Garry memang laki-laki baik, tapi teman-teman Garry adalah target Emily untuk membuka jalan pembalasan dendamnya.
"Akhirnya kesepatan ini datang juga," ucapnya.
Emily berdandan semaksimal mungkin, dan dia mengenakan mini dress yang sangat terbuka. Emily keluar dari Apartemennya, setiap orang yang berpapasan dengannya terpana melihat keindahan dunia itu.
"Kemana tuh mata!"
Seorang wanita marah pada pasangannya, karena laki-laki yang berjalan bersama wanita itu lehernya seakan patah memandangi Emily. Mendengar hal itu Emily hanya tersenyum. Kebiasaanya mengenakan pakaian seksi, membuat beberapa wanita kesal padanya, ditambah statusnya seorang janda.

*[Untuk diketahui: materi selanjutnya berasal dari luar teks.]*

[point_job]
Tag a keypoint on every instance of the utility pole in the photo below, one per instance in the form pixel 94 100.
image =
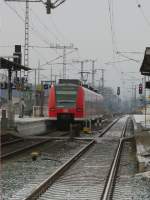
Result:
pixel 82 72
pixel 93 73
pixel 38 72
pixel 49 5
pixel 26 41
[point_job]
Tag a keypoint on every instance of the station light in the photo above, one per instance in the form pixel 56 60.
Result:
pixel 140 88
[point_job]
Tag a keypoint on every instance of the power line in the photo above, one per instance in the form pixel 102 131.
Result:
pixel 44 25
pixel 51 61
pixel 142 12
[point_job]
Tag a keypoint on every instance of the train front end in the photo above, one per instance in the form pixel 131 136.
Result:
pixel 65 105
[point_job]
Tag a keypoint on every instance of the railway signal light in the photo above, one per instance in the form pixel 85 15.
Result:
pixel 147 85
pixel 118 91
pixel 140 88
pixel 18 54
pixel 49 6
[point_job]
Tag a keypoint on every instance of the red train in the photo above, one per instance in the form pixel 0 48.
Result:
pixel 70 101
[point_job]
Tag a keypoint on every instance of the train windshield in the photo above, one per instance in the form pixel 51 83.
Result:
pixel 66 96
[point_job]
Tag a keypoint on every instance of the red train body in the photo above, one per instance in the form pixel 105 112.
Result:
pixel 68 101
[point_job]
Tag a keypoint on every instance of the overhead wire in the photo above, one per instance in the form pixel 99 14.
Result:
pixel 43 24
pixel 143 14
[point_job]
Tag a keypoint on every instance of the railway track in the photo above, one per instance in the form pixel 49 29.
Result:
pixel 84 176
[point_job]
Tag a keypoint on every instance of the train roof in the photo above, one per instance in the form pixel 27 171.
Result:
pixel 77 82
pixel 70 81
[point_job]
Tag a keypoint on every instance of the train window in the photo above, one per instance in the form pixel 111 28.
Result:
pixel 66 96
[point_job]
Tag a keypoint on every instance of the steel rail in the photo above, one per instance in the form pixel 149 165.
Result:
pixel 11 142
pixel 114 167
pixel 108 127
pixel 52 178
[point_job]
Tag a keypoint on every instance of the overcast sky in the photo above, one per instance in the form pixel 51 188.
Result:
pixel 86 24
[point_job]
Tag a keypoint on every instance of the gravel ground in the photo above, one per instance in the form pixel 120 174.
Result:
pixel 21 170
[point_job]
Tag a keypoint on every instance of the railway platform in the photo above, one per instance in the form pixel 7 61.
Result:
pixel 27 126
pixel 142 138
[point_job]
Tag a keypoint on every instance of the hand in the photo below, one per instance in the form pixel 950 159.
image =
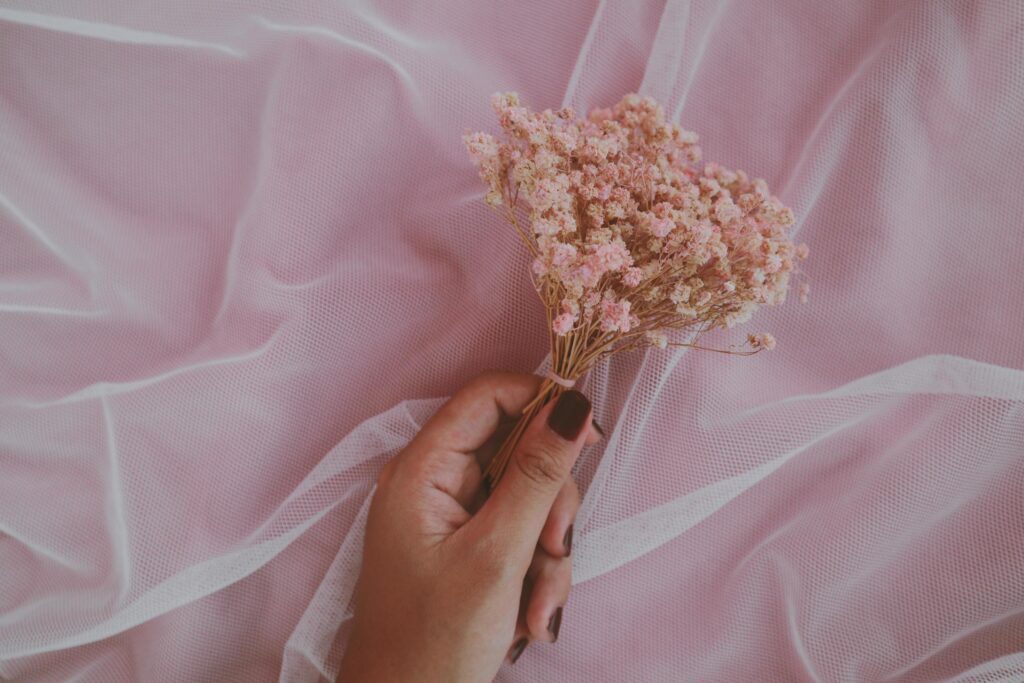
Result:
pixel 452 582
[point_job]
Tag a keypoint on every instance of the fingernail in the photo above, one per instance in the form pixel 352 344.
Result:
pixel 569 415
pixel 517 649
pixel 554 624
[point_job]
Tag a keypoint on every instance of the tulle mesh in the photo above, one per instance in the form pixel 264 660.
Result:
pixel 244 254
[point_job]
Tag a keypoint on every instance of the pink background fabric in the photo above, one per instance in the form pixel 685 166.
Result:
pixel 244 256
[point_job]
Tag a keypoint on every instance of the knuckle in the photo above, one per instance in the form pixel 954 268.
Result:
pixel 492 560
pixel 541 463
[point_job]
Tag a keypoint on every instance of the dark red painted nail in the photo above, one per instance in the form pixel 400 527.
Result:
pixel 569 415
pixel 517 649
pixel 554 624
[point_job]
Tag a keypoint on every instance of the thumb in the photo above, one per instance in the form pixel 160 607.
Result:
pixel 539 467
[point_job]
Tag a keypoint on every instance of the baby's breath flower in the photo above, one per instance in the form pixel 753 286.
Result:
pixel 632 235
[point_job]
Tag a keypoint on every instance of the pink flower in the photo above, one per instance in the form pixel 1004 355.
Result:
pixel 613 256
pixel 632 276
pixel 562 324
pixel 615 315
pixel 562 255
pixel 659 227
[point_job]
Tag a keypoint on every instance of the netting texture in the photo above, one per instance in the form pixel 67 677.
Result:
pixel 244 256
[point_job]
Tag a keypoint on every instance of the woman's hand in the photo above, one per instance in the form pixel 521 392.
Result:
pixel 453 582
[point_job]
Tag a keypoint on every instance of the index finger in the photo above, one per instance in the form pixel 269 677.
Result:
pixel 472 415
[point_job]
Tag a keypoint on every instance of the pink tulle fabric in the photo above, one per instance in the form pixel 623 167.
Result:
pixel 244 256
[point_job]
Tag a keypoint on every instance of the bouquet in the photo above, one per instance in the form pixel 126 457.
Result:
pixel 632 236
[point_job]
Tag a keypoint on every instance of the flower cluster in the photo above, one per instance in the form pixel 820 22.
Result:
pixel 632 233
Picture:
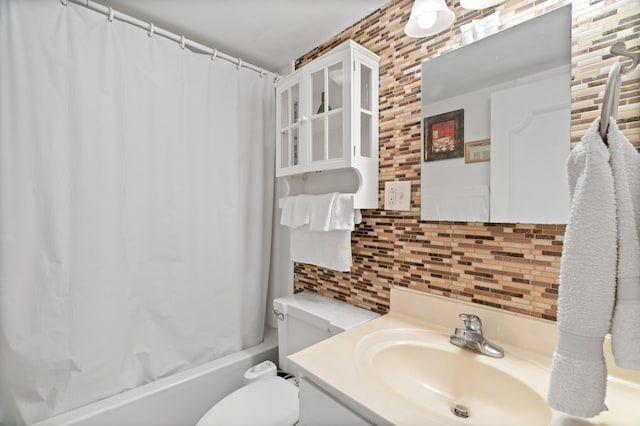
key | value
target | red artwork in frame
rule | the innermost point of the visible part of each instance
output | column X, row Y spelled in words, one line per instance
column 444, row 136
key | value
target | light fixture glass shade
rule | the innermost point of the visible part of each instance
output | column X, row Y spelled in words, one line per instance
column 428, row 17
column 479, row 4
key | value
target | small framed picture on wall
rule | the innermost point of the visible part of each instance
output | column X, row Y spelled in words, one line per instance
column 477, row 151
column 444, row 136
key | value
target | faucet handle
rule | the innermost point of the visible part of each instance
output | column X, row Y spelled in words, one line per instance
column 471, row 322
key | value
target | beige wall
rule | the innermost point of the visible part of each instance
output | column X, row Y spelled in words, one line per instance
column 512, row 267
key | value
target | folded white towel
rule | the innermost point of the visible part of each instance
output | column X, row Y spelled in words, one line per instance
column 625, row 327
column 343, row 214
column 321, row 209
column 468, row 203
column 329, row 249
column 587, row 282
column 296, row 211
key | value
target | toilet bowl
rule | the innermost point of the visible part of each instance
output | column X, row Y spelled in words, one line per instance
column 303, row 320
column 267, row 402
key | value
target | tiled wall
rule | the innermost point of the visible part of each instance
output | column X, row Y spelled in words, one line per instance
column 512, row 267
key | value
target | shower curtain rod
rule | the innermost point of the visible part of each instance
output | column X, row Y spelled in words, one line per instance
column 152, row 29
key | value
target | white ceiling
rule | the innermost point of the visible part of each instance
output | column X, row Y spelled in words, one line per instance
column 266, row 33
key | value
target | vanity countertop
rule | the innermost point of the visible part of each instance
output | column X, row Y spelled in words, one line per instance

Emily tidak pernah menggoda laki-laki yang berpapasan dengannya, namun mereka yang menggoda Emily, tapi Emily tetap salah di mata para istri-istri yang suaminya tergoda dengan kemolekan dan kecantikan Emily.
"Pergi sore, pasti nanti pulangnya pagi, ngelontee di mana lu!"
"Hati-hati ibu-ibu, ada bibit pelakor baru!"
Bermacam kata-kata yang sangat menusuk itu terus terdengar telinga Emily, dari tempat kerjanya, hingga saat dia melintas di jalanan.
Emily terus berjalan menuju pintu keluar, dengan gaya anggun dia terus melangkah, mengabaikan tatapan mata yang terus tertuju padanya. Saat Emily sampai di depan gedung Apartemennya, sepersekian detik kemudian taksi yang dia pesan sudah tiba.
Emily sengaja tidak mengendarai mobilnya, dalam rencananya, targetnya harus mengantarnya pulang setelah acara. Emily memandangi jalanan yang dia lewati, saat hampir sampai di tempat tujuan, Emily menelepon sebuah nomor.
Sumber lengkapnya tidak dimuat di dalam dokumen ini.